# Hausautomatisierung via S7-1200 für Smartphones



## Flipdajunk (15 April 2013)

Hallo,
ich bin in dem Siemens Forum auf folgendes gestoßen.

http://www.sps-forum.de/simatic/629...g-mit-hilfe-des-webservers-der-s7-1200-a.html
(link jetzt auch für diese Forum)

Ich finde durch den Webserver auf der 1200er ist es einer Überlegung wert, solche Steuerungen Zuhause einzusetzen.

Gruß Flip


----------



## IBFS (15 April 2013)

Wegen einen WEB-Server muss man keine SIEMENS-Steuerung einsetzen, erst recht keine S7-1200.
Schreibe erstmal was du "Zuhause" vor hast. Pauschale Aussagen gibt es da wirklich nicht.


----------



## Flipdajunk (16 April 2013)

Naja,
ich möchte meine Beleuchtung, Rollos und Heizung über mein Handy und über Taster in der Wohnung Steuern können. Und das eventuell auch von außerhalb meines Heimnetzes.


----------



## Paul (17 April 2013)

Flipdajunk schrieb:


> Naja,
> ich möchte meine Beleuchtung, Rollos und Heizung über mein Handy und über Taster in der Wohnung Steuern können. Und das eventuell auch von außerhalb meines Heimnetzes.
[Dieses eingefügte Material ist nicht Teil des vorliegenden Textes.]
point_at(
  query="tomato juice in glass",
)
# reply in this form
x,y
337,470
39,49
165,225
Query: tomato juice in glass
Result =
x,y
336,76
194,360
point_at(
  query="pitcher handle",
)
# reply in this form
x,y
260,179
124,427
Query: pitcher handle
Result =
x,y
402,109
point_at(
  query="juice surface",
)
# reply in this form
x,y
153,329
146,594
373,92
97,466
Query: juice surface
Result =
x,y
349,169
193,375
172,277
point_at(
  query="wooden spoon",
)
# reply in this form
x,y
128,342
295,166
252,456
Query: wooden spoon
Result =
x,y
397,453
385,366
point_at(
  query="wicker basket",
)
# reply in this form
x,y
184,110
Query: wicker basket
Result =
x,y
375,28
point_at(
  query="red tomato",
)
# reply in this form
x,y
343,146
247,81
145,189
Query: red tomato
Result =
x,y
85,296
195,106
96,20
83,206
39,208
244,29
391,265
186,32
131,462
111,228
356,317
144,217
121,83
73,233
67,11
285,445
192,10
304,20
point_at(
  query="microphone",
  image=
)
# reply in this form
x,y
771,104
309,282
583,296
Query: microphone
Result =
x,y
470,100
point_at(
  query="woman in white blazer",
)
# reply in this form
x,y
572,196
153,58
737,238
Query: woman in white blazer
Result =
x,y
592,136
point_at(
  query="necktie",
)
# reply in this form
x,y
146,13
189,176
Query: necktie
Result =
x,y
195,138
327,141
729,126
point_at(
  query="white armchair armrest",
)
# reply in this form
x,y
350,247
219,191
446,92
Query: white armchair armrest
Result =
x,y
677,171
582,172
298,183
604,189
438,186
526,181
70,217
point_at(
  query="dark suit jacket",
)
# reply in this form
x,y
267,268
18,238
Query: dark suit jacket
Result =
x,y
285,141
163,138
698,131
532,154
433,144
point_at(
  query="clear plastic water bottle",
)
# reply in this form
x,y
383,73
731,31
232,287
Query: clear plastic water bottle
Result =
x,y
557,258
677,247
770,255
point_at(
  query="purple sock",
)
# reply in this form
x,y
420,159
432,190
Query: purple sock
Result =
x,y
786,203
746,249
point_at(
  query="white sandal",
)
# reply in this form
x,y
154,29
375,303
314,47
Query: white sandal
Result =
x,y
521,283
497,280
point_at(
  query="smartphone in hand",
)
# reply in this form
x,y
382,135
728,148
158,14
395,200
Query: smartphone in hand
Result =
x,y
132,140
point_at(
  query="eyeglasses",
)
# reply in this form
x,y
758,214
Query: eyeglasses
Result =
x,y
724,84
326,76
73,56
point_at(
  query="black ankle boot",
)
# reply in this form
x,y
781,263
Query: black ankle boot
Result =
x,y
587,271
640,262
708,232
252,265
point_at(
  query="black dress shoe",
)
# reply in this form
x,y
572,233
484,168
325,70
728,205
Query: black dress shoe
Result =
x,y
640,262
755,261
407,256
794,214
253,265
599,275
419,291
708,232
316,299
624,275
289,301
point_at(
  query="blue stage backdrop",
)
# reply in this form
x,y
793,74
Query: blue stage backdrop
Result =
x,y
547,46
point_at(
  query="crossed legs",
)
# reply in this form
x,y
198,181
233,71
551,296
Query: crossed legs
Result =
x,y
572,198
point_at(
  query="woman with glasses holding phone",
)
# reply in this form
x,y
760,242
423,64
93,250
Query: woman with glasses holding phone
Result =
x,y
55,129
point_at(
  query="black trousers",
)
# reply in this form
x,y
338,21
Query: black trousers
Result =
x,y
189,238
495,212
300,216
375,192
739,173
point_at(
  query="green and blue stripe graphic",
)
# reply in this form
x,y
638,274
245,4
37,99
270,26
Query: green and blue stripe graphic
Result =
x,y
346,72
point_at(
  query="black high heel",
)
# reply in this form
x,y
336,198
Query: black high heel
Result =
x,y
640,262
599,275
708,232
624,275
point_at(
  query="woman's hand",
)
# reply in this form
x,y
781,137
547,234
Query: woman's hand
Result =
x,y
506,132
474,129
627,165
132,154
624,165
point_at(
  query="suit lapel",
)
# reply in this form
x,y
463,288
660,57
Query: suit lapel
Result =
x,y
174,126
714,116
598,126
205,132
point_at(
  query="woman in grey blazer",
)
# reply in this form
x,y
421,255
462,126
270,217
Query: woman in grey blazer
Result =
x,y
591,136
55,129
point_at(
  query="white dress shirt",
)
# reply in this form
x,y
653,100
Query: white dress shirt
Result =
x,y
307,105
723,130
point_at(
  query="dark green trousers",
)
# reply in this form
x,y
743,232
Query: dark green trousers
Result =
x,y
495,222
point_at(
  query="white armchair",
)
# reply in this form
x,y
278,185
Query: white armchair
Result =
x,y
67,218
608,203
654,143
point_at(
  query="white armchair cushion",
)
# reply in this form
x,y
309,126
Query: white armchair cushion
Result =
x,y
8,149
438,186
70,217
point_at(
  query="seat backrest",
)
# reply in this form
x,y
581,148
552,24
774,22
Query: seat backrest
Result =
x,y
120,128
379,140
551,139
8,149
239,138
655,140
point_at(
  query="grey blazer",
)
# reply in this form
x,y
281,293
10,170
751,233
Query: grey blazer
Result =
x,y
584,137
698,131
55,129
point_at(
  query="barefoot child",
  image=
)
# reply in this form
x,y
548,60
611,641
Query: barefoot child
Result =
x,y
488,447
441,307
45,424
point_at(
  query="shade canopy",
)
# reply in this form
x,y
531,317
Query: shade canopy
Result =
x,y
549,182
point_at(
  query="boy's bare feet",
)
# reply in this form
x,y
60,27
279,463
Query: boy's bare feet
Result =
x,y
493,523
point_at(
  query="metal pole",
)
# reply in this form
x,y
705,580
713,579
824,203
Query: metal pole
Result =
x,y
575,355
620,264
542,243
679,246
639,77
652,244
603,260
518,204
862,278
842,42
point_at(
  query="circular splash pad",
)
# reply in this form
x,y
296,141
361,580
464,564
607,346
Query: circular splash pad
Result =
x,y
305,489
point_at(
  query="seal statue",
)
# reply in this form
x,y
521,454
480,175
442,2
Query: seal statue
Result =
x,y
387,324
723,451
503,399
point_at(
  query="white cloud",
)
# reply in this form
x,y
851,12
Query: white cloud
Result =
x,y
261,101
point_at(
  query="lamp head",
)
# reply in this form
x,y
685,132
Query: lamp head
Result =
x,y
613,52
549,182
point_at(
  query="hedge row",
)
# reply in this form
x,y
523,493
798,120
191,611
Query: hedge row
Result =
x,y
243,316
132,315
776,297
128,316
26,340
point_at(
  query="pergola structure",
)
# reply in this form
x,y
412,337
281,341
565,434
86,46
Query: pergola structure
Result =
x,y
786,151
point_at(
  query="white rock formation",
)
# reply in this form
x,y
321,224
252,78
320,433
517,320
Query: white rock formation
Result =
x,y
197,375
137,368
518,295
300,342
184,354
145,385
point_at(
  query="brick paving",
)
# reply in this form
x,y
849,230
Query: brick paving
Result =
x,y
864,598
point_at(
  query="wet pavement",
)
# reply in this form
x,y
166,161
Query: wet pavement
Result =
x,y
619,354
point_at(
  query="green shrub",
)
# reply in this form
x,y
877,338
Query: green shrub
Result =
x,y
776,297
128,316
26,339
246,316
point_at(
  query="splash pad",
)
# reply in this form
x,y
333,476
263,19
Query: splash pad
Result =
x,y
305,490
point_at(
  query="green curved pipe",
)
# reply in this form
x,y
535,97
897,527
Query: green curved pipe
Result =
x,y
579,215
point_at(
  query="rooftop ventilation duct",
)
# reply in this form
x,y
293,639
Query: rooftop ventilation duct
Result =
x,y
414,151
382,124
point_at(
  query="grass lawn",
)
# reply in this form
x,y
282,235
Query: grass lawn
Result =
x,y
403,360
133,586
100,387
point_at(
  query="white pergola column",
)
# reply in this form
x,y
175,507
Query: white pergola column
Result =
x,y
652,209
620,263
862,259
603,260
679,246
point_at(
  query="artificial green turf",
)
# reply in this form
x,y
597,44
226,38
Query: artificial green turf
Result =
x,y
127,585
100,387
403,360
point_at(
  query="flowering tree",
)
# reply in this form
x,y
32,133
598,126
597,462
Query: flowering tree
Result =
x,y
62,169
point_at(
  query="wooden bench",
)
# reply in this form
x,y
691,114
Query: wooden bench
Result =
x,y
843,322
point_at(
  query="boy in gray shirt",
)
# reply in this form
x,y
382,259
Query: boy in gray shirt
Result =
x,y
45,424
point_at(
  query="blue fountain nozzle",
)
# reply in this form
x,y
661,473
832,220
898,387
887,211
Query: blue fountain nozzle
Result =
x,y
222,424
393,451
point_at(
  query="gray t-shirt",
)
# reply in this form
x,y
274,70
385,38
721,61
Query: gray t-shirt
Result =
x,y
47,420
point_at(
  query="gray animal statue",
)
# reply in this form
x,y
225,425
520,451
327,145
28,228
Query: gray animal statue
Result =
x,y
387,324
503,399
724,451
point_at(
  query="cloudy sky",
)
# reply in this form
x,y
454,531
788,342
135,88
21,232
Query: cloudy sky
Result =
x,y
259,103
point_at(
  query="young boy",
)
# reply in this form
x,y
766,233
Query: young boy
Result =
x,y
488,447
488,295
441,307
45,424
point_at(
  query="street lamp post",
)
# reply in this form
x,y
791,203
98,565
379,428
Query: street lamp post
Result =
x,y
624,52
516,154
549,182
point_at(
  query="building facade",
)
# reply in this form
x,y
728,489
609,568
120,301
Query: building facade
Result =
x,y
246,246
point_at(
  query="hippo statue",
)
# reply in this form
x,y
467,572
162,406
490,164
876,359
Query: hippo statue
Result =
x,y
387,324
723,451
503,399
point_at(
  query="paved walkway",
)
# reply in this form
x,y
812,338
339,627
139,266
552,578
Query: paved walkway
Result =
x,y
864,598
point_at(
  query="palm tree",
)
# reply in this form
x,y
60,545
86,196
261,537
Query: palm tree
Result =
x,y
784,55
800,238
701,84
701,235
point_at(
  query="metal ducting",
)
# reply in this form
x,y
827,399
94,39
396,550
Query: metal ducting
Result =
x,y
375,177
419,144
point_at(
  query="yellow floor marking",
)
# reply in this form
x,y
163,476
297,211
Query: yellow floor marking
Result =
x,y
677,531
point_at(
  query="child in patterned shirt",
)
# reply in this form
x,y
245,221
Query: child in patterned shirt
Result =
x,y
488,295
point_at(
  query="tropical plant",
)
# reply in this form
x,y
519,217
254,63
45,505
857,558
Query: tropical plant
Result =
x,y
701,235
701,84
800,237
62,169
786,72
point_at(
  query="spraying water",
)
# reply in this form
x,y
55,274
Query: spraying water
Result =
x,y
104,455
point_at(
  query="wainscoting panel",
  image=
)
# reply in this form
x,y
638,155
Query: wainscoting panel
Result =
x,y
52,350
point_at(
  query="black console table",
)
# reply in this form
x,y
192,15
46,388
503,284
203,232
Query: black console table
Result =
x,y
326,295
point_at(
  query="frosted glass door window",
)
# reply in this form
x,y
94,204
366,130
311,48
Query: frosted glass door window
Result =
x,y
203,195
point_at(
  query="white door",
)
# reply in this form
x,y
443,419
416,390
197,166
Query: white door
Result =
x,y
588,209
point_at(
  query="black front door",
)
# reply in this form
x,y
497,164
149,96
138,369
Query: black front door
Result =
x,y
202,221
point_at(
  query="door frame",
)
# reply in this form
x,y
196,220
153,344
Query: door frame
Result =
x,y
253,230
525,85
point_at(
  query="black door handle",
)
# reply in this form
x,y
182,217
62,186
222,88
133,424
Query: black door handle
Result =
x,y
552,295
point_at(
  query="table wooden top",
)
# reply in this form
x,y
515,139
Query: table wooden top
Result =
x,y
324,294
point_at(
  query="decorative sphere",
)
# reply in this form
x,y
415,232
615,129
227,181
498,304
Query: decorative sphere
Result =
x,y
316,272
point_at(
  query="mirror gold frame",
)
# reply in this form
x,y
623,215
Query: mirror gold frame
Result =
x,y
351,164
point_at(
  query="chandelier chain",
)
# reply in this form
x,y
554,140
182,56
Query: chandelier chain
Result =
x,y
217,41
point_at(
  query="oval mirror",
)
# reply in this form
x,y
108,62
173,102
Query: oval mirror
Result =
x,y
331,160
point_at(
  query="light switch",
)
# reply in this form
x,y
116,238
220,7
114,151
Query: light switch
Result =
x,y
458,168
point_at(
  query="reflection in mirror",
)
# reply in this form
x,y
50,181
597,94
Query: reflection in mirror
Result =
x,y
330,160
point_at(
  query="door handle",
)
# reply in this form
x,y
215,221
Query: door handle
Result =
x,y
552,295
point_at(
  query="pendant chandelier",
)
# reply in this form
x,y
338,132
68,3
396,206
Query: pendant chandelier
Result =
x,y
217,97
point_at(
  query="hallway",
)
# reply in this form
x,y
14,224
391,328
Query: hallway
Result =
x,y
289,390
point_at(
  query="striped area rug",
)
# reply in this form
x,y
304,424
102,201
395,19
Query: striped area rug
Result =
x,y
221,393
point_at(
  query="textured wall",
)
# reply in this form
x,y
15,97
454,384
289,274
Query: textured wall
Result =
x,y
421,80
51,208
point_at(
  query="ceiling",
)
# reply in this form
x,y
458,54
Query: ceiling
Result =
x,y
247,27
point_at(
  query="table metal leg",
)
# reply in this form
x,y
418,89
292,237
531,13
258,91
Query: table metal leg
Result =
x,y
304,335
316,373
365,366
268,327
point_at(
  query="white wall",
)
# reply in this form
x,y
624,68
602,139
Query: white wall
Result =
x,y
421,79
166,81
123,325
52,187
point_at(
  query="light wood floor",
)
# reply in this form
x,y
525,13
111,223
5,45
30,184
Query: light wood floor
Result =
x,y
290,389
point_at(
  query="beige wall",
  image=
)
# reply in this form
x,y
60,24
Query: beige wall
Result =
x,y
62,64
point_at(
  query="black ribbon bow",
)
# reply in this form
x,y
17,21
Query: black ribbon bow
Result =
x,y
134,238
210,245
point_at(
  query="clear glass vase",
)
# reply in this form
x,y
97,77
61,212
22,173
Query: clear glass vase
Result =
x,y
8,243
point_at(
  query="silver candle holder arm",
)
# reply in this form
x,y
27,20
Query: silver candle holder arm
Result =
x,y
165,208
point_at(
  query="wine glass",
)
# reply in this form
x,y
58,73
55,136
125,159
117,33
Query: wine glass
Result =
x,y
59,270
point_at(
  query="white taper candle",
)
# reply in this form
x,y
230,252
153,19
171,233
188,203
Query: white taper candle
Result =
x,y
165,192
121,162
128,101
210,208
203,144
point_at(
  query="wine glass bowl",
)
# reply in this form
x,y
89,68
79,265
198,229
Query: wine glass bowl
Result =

Manchmal frage ich mich ob euere Generation überhaupt überlebensfähig
wäre, wenn man euch die Sch... Smartphones wegnehmen würde.

Und die Schnabeltasse voll Latte Maciato to Go gleich mit dazu.

Sorry aber das musste mal raus.


----------



## Flipdajunk (18 April 2013)

Paul schrieb:


> Manchmal frage ich mich ob euere Generation überhaupt überlebensfähig
> wäre, wenn man euch die Sch... Smartphones wegnehmen würde.
> 
> Und die Schnabeltasse voll Latte Maciato to Go gleich mit dazu.
> ...



Manchmal frage ich mich ob euere Generation überhaupt überlebensfähig
wäre, wenn ihr nicht dauernd über die jüngere Generation meckern könntet.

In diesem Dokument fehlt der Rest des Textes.